The Tax Cuts and Jobs Act (TCJA) added the Qualified Business Income (QBI) deduction under Section 199A of the Internal Revenue Code (IRC).
Under Section 199A(b)(2), a taxpayer’s QBI deduction is the lesser of the following two amounts:1
- 20% of QBI, or
- the greater of
- 50% of Form W-2 wages, or
- 25% of Form W-2 wages, plus 2.5% of the UBIA of qualified property used in the trade or business.
A company calculates its UBIA under Section 199A(b)(6), which generally equals the cost of tangible property subject to depreciation which meets the following criteria:
- The property is held by and available for use in the trade or business at the end of the tax year;
- The property is used during the year to generate the company’s QBI; and
- The property’s depreciable period for UBIA has not ended before the close of the taxpayer’s current tax year.

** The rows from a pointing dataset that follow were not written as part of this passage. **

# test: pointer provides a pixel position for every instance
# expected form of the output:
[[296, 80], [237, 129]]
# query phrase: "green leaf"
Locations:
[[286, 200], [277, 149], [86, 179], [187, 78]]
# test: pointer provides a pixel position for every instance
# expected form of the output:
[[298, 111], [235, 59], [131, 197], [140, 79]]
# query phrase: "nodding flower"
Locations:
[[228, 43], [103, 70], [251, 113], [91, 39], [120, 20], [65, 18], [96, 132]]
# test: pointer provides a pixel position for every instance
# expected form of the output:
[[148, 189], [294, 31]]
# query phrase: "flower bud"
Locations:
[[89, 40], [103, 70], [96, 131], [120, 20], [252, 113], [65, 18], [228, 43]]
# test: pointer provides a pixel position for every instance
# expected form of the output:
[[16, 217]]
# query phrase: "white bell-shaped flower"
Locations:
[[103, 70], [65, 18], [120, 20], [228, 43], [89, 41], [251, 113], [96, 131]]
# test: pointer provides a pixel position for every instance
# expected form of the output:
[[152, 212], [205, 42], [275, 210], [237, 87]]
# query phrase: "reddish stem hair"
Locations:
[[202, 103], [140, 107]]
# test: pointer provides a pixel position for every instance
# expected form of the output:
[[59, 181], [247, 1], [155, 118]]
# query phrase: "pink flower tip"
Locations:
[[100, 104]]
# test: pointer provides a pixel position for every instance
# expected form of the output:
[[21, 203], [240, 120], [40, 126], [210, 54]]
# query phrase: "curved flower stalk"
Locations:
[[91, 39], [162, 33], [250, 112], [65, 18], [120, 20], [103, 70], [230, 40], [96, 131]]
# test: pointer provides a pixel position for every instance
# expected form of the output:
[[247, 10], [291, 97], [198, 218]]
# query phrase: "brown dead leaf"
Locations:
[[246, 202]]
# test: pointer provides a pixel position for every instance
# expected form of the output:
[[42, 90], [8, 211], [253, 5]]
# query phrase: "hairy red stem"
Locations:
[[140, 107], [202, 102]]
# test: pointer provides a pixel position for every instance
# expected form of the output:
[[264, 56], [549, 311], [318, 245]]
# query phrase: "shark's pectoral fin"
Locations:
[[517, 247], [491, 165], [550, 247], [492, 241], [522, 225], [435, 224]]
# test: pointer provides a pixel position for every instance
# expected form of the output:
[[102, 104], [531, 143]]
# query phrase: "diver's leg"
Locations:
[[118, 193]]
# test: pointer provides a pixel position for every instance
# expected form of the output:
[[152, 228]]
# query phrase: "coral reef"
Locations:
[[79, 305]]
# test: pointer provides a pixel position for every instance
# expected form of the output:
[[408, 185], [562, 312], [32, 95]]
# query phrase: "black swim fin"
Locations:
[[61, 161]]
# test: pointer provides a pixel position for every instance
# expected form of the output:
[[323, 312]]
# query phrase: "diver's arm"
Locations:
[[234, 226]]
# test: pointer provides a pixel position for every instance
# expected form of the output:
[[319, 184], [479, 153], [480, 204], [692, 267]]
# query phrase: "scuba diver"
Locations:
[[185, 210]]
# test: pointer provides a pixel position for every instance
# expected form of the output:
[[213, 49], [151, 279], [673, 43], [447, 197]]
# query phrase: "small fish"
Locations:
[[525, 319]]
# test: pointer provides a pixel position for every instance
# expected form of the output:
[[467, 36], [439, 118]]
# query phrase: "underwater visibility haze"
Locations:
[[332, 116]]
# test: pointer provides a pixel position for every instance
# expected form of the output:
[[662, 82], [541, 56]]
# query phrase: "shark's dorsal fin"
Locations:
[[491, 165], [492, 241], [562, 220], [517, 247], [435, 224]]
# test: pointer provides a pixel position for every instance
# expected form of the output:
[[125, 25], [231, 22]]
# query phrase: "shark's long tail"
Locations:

What’s important to remember about UBIA property is that the business does not depreciate it from its original cost basis. The ability to use the UBIA property will end on the later of 10 years after the property is first placed into service or the last day of the last full year in the applicable recovery period under IRS Section 168(c).
Example UBIA Calculation
Company Bravo LLC, a Florida limited liability company (LLC), operates a lawn care business in Florida. The company was formed on January 1, 2022, and immediately commenced operations.
In 2022, the company purchased a Ford F-250 truck for $50,000. The vehicle is used 100% for business and has no personal use. The company elected bonus depreciation to deduct 100% of the vehicle cost for income tax purposes. The vehicle is the only asset on the company’s balance sheet.
The company’s Form 4562 (Depreciation and Amortization) shows a full deduction of $50,000, which reduces the asset’s adjusted basis to zero.
For purposes of UBIA calculation, the company does not consider the 100% bonus depreciation deduction. The company’s UBIA property remains at $50,000 because this is the the basis of the property without considering any depreciation under Section 168.
It is quite common for a company’s assets to be fully depreciated under the Modified Accelerated Cost Recovery System (MACRS) but still be included as part of UBIA because the assets were placed into service within the ten year window.